Deux nouvelles têtes sont pressenties pour piloter un groupe de travail chargé de réfléchir au financement, aux questions juridiques et à la structure du Pass, qui prévoit à terme d’être une entité indépendante du ministère: Frédéric Jousset, fondateur de Webhelp et propriétaire, de Beaux Arts magazine, et Eric Garandeau, ex-président du CNC et conseiller culture de JeanJacques Aillagon (ministre de la Culture de 2002 à 2004) et Nicolas Sarkozy.
Depuis une semaine au ministère, Garandeau soulignait que le Pass permettrait d’avoir accès aux coordonnées d’une cohorte de jeunes majeurs, ce qui ne manquerait pas d’intéresser les banques. Un point plus que sensible à l’heure de nouvelles réglementations européennes sur la protection des données.

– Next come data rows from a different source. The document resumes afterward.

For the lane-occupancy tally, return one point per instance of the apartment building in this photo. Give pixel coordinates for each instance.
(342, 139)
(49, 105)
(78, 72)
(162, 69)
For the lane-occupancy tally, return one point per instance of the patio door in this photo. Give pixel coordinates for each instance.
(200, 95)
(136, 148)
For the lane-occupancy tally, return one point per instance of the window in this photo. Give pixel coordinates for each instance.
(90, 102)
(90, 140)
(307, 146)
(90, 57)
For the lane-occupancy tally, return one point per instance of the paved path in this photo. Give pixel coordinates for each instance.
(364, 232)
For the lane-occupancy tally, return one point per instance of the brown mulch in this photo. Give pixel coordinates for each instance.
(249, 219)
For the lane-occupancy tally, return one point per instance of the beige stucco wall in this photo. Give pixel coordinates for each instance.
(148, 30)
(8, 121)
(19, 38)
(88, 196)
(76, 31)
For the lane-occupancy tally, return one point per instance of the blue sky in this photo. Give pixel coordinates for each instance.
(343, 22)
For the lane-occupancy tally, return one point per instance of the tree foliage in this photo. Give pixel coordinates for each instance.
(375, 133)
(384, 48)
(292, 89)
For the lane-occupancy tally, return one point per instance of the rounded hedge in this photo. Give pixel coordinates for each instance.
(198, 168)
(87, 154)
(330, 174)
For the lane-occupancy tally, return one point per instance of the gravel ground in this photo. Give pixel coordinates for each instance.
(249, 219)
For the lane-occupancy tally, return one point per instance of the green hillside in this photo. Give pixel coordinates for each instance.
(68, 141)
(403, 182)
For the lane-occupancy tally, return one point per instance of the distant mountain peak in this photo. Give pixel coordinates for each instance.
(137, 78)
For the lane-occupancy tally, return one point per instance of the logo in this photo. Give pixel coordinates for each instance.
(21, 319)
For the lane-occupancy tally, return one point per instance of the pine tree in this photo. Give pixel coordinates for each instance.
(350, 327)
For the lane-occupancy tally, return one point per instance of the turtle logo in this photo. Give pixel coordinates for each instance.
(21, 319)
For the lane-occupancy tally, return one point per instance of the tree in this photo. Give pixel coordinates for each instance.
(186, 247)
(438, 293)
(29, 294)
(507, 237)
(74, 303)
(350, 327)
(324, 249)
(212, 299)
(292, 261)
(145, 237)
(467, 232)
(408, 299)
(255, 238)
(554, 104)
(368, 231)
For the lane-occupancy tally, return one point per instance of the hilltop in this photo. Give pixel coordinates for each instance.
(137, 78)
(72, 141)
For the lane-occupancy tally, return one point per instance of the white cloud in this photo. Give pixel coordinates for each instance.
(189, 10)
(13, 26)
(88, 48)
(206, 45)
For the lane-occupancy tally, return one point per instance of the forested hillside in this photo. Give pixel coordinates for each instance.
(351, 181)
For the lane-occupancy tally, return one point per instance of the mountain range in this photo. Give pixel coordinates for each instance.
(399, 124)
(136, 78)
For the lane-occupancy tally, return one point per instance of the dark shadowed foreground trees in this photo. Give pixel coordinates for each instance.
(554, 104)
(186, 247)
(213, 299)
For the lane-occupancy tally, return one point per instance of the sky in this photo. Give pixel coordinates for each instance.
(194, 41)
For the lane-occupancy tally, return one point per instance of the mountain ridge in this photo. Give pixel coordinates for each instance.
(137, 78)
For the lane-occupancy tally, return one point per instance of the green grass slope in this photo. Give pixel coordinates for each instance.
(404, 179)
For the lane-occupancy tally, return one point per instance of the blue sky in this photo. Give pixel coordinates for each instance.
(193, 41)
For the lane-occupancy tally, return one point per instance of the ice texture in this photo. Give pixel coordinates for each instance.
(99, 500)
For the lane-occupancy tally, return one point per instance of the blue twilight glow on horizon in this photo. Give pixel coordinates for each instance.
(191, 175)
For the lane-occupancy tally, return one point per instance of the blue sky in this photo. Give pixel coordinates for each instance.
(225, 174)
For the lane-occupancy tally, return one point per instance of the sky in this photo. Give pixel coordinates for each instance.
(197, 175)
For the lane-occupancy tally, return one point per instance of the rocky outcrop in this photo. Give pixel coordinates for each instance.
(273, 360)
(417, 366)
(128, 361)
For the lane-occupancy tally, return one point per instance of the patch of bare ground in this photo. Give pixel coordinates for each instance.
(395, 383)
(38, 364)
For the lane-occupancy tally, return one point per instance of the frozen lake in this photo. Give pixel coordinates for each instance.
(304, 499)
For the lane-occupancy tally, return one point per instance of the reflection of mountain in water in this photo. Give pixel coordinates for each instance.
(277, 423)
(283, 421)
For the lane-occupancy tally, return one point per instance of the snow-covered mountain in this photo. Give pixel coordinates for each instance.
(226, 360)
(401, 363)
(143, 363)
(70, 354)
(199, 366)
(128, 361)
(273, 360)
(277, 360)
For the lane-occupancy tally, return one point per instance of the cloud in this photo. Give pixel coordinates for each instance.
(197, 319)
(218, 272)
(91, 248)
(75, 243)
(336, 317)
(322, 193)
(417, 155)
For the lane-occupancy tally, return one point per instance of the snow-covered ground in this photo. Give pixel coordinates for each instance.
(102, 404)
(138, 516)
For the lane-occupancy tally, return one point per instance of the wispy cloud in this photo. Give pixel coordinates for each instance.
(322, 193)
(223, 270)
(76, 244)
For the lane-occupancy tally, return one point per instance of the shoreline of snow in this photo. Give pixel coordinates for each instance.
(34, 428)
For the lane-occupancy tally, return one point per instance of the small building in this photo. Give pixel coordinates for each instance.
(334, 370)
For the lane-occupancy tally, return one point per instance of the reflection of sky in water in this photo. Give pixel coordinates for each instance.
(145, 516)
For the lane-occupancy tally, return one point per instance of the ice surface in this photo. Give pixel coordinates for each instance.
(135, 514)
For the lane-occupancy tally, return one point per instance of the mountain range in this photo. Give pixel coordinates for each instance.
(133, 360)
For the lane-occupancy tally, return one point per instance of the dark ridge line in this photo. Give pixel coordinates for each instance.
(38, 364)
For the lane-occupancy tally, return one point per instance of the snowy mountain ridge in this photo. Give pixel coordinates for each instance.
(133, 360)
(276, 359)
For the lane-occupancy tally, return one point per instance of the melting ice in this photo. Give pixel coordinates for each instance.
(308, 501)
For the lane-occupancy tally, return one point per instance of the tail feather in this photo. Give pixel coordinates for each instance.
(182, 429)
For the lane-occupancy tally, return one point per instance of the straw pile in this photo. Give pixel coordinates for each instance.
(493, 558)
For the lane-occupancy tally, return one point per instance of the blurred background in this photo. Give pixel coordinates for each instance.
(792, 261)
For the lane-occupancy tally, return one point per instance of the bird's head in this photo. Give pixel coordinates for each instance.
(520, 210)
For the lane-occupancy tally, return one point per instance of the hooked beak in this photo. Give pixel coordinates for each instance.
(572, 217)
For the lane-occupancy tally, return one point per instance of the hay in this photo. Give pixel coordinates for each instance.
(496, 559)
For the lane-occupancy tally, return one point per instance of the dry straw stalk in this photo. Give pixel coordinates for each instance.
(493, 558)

Quoi qu’il en soit, l’équipe ministérielle semble encore chercher le modèle économique. Arriver à construire une offre qui ne soit ni un poisson d’avril — comme pouvait le faire croire une vidéo pleine d’émojis diffusée sur les réseaux le 1er avril — ni un chèque loisir supposé résoudre une équation complexe. Comment faire cohabiter gros et petits? Quelle définition du mot culture le ministère entend-il défendre? Le calendrier du lancement, annoncé pour septembre, paraît encore susceptible d’évoluer.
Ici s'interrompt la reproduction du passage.